L'appel a été suscité par le licenciement de Rebecca Sy, la présidente de l'association des personnels navigants de Cathay Dragon, filiale régionale de la compagnie, qui fait lui-même suite à la démission inattendue du directeur général de la compagnie, le Britannique Rupert Hogg, la semaine dernière.

La compagnie hongkongaise est sous pression des autorités centrales de Pékin. L'aviation civile chinoise l'a mise en demeure début août de suspendre ses employés participant ou solidaires du mouvement de contestation en cours depuis des semaines dans le territoire semi-autonome.

A Hong Kong, l'expression "terreur blanche" renvoie à des actes anonymes concourant à créer un climat de peur dans un environnement donné.

Lors d'une conférence de presse, Rebecca Sy a déclaré vendredi que ses supérieurs ne lui avaient pas fourni les raisons de son renvoi mais qu'ils avaient vu son compte Facebook.

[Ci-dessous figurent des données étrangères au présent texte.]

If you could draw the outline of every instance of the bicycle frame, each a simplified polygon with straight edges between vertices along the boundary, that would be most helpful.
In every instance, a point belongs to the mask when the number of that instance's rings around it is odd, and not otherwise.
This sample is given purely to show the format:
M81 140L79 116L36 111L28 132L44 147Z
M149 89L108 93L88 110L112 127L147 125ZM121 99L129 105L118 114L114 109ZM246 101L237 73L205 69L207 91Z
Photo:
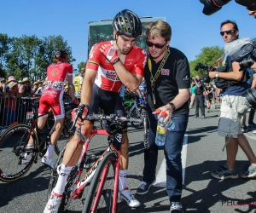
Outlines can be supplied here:
M91 181L94 173L96 170L96 167L98 166L99 163L101 162L101 160L103 158L104 155L108 153L108 152L111 152L111 151L114 151L117 153L117 164L116 164L116 168L115 168L115 178L117 180L115 180L115 182L118 181L118 175L119 175L119 151L118 151L111 143L110 146L105 150L105 152L99 157L99 158L93 164L93 165L90 167L90 169L86 172L86 174L80 179L81 176L81 170L79 168L81 168L81 165L84 163L84 156L86 155L87 150L88 150L88 147L89 147L89 143L90 141L91 140L91 138L95 135L107 135L109 136L109 133L106 130L93 130L90 133L90 135L89 135L88 139L86 140L86 141L84 142L84 146L83 146L83 150L81 153L81 155L79 157L79 166L78 166L78 174L75 177L75 181L74 181L74 187L73 187L73 192L72 193L72 194L70 195L70 197L73 199L77 199L79 198L81 192L83 192L84 187ZM121 140L121 138L119 138L119 140ZM116 196L118 194L118 190L116 188ZM115 193L114 193L115 194ZM114 197L117 198L117 197Z

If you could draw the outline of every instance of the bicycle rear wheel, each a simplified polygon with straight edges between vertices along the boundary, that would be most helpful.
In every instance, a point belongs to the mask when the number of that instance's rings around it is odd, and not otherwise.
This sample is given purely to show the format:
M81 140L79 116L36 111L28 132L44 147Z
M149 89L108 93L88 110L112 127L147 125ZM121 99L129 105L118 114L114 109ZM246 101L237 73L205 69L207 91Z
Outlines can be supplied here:
M100 162L88 190L83 213L112 212L115 158L116 155L112 152L107 153Z
M28 150L26 146L30 135L34 143ZM11 182L24 176L37 159L38 147L38 141L31 126L17 124L9 127L0 140L0 181ZM25 153L28 153L31 158L26 164L22 164Z

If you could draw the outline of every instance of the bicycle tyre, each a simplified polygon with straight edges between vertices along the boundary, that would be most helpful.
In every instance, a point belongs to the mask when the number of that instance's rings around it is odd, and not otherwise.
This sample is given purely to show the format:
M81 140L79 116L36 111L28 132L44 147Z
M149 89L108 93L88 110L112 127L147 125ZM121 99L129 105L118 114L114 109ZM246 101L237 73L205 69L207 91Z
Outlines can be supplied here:
M31 132L34 147L29 151L32 155L30 161L25 164L21 160ZM38 158L38 139L30 125L20 124L8 128L0 140L0 181L12 182L24 176Z
M114 169L116 164L115 158L115 153L111 152L107 153L100 162L90 182L84 201L83 213L92 212L91 208L94 205L96 206L96 209L93 212L112 212L112 204L113 201L113 192L115 177ZM105 168L107 170L106 176L103 175ZM103 188L100 189L98 192L98 187L101 183L103 183ZM99 200L95 199L95 195L97 192L100 195Z

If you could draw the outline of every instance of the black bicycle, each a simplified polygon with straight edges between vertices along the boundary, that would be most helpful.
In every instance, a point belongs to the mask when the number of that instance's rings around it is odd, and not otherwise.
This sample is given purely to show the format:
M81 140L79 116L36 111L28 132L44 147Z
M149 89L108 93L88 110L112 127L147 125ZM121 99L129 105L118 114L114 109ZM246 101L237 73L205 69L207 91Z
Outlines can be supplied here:
M5 182L15 181L24 176L33 163L38 162L38 155L42 158L46 153L50 135L55 130L55 124L49 124L46 130L44 129L44 132L41 132L39 137L38 133L41 130L38 128L37 119L45 114L51 118L52 112L49 112L38 116L38 97L22 97L22 100L30 101L32 108L32 113L27 113L29 116L26 117L26 124L18 124L9 127L0 137L0 181ZM65 124L67 125L67 122ZM68 130L68 128L66 127L66 130ZM69 137L73 134L73 131L69 131ZM33 140L33 147L27 148L26 145L31 136ZM57 155L69 140L55 146L55 152ZM29 153L32 158L28 163L22 164L26 153Z

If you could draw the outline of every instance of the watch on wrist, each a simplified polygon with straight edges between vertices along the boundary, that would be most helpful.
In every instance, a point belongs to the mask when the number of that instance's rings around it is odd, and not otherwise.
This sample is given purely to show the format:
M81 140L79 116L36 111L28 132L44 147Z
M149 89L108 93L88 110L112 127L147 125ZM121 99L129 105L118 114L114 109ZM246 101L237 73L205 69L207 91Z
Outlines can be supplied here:
M168 103L171 106L171 108L172 109L172 112L174 112L176 110L176 106L173 103Z

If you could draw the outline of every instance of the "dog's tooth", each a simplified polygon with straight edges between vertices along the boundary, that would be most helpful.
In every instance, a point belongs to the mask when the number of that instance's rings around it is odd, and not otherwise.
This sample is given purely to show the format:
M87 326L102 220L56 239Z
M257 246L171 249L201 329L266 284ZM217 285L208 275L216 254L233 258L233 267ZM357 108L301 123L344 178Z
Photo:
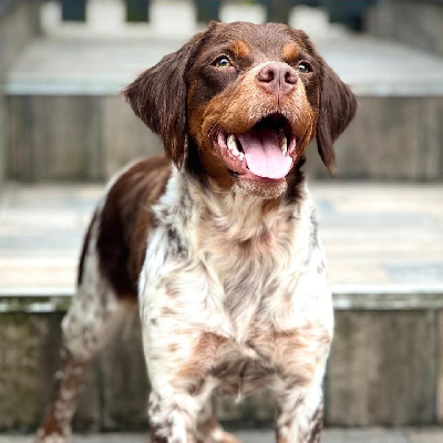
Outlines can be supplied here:
M280 137L280 150L284 155L288 152L288 141L286 140L285 135Z
M236 157L238 157L238 155L239 155L240 153L238 152L237 142L236 142L235 136L234 136L233 134L230 134L230 135L228 136L228 147L229 147L229 151L233 153L233 155L235 155Z
M237 151L237 144L235 142L235 137L233 134L230 134L228 136L227 144L228 144L229 151L233 151L233 152Z

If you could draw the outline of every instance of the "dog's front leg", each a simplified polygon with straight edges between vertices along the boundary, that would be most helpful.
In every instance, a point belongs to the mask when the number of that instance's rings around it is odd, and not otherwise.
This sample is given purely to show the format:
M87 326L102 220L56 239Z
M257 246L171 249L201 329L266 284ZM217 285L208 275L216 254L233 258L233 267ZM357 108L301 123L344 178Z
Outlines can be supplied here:
M143 342L152 387L153 443L196 443L199 414L217 382L210 377L223 339L205 331L200 308L166 293L152 295L142 309ZM142 302L143 303L143 302Z
M277 400L277 443L319 443L323 427L321 387L288 389Z

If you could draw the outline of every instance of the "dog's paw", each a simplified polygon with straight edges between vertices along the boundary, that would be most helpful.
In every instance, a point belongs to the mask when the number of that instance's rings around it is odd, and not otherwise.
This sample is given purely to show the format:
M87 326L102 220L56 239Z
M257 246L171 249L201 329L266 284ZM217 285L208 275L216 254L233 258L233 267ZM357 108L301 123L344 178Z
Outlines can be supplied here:
M209 439L205 443L241 443L241 441L226 432L223 427L216 427L210 432Z

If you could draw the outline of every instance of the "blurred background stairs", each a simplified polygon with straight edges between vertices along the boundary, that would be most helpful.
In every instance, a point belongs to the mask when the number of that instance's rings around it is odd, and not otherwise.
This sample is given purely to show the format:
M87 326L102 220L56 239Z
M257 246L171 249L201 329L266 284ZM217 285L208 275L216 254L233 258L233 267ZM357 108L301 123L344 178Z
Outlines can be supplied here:
M442 423L442 1L0 0L0 430L43 413L104 181L162 150L121 89L209 19L305 29L359 95L338 177L315 146L307 165L338 310L327 424ZM144 429L145 389L134 318L91 365L76 429ZM267 393L216 408L274 416Z

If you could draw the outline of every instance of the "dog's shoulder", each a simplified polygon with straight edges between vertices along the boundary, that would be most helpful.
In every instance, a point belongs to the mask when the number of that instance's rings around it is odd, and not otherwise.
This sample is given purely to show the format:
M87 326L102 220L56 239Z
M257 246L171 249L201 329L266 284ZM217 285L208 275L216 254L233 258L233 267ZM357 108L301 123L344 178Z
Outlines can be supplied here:
M153 225L151 207L165 192L171 173L171 161L164 155L133 163L111 181L96 210L93 223L100 270L120 297L137 297L137 278Z

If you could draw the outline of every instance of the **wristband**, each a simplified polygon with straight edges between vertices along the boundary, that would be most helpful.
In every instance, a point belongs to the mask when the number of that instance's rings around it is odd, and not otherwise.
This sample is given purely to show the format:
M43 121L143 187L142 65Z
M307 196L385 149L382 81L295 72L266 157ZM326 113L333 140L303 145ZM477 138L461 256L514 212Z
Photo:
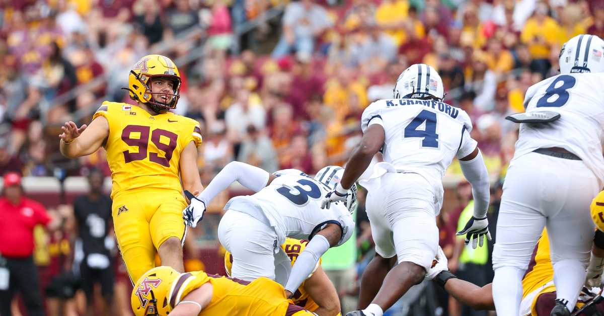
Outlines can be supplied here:
M447 281L449 279L457 279L457 277L449 270L445 270L437 274L436 277L434 277L434 281L443 288L445 288L445 285L446 284Z

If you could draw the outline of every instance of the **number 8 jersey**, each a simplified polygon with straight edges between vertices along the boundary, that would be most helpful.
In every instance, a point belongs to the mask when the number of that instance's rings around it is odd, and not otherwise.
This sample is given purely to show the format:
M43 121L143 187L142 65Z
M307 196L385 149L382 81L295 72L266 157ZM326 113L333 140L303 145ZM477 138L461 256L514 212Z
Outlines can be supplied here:
M416 173L425 178L434 190L437 213L442 204L445 170L454 158L464 158L477 146L476 141L470 137L472 121L467 114L437 101L380 100L363 112L361 124L363 133L374 124L384 127L381 151L384 161L396 172ZM371 178L383 174L378 173L376 168L374 170L376 172ZM364 186L373 187L371 182L365 183L361 182Z
M201 144L197 121L168 112L152 115L127 103L104 102L93 120L103 116L109 137L103 146L111 169L111 197L126 190L173 190L182 192L180 154L190 141Z
M602 86L604 74L580 73L556 76L529 88L524 98L526 111L553 111L560 118L547 124L521 124L510 166L535 149L559 147L580 158L600 187L604 185Z
M321 208L321 198L330 190L303 172L288 169L255 194L231 199L225 209L249 214L272 227L278 245L286 237L310 240L326 225L335 224L342 228L339 246L352 236L355 221L342 202Z

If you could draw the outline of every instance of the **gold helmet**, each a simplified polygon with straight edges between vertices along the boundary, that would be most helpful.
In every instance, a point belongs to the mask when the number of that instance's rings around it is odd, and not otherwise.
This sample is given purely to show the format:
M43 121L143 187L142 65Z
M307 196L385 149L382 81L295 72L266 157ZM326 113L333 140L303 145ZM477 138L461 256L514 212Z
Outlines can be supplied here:
M591 211L591 219L594 220L596 227L604 231L604 191L594 198L590 209Z
M153 268L141 277L132 289L130 301L136 316L165 315L172 310L170 291L180 275L170 266Z
M164 77L173 80L172 94L151 92L151 79ZM164 112L169 109L175 109L180 98L181 75L176 65L169 58L161 55L147 55L141 58L132 67L128 76L130 97L135 101L146 103L155 112ZM153 94L164 94L167 103L153 100Z

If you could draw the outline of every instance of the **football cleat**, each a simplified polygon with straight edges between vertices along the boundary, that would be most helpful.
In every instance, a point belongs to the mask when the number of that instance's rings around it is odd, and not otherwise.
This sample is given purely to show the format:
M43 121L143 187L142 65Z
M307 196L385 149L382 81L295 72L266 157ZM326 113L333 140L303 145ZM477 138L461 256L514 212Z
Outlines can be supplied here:
M557 298L556 300L556 306L551 309L550 316L570 316L570 311L567 308L566 305L568 301Z

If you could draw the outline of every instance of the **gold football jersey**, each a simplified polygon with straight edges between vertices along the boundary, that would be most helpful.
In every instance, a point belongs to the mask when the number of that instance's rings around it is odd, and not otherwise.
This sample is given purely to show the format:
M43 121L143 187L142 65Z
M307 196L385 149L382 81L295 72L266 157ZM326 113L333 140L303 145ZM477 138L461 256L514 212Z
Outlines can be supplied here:
M301 240L299 239L295 239L294 238L287 238L285 240L285 242L281 245L281 248L283 248L285 251L285 253L288 254L288 256L289 257L289 260L292 262L292 266L296 262L296 259L300 256L300 254L302 253L302 251L306 248L306 244L308 243L308 240ZM317 263L316 266L315 267L314 270L319 267L321 265L321 259L319 259L319 262ZM226 271L226 274L231 275L231 269L233 268L233 256L231 256L231 253L228 251L225 253L225 269ZM307 311L310 311L311 312L314 312L318 308L319 306L312 300L308 293L304 290L304 285L306 282L304 281L300 285L300 287L296 291L295 293L294 293L294 296L292 297L292 300L294 303L298 306L304 308L304 309Z
M174 282L169 295L173 306L191 291L211 283L212 300L199 316L284 315L290 304L283 286L265 277L250 282L196 271L184 273Z
M172 112L152 115L135 105L104 102L93 116L103 116L109 132L104 144L111 169L111 197L126 190L167 189L182 192L181 153L191 141L201 144L194 120Z

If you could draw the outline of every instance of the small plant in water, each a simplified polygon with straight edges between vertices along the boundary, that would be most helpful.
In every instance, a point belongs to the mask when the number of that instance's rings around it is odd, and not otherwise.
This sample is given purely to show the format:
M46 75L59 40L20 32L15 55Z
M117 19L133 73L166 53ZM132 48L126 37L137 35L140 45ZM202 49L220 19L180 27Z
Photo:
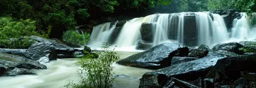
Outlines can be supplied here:
M111 88L113 87L115 79L113 67L111 65L119 59L111 49L108 43L103 43L103 51L98 52L99 57L96 59L88 57L80 59L81 69L78 70L79 83L70 82L64 87L73 88Z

Des pilotes et membres d'équipage de la Cathay Pacific font état d'un climat de peur et de méthodes d'intimidations à leur encontre, avec dénonciations politiques, renvois ou fouilles de leurs téléphones par des officiels chinois.

Avant la conférence de presse donnée par Sy, la direction avait relevé vendredi que la période était très difficile pour ses employés.

La compagnie aérienne qui emploie 27.000 salariés est détenue à 30% par Air China. Le conglomérat Swire Pacific, lié au passé colonial du territoire, possède 45% de son capital.

En mettant subitement un terme à ses fonctions, le 16 août dernier, Rupert Hogg n'a pas expliqué les raisons de son départ.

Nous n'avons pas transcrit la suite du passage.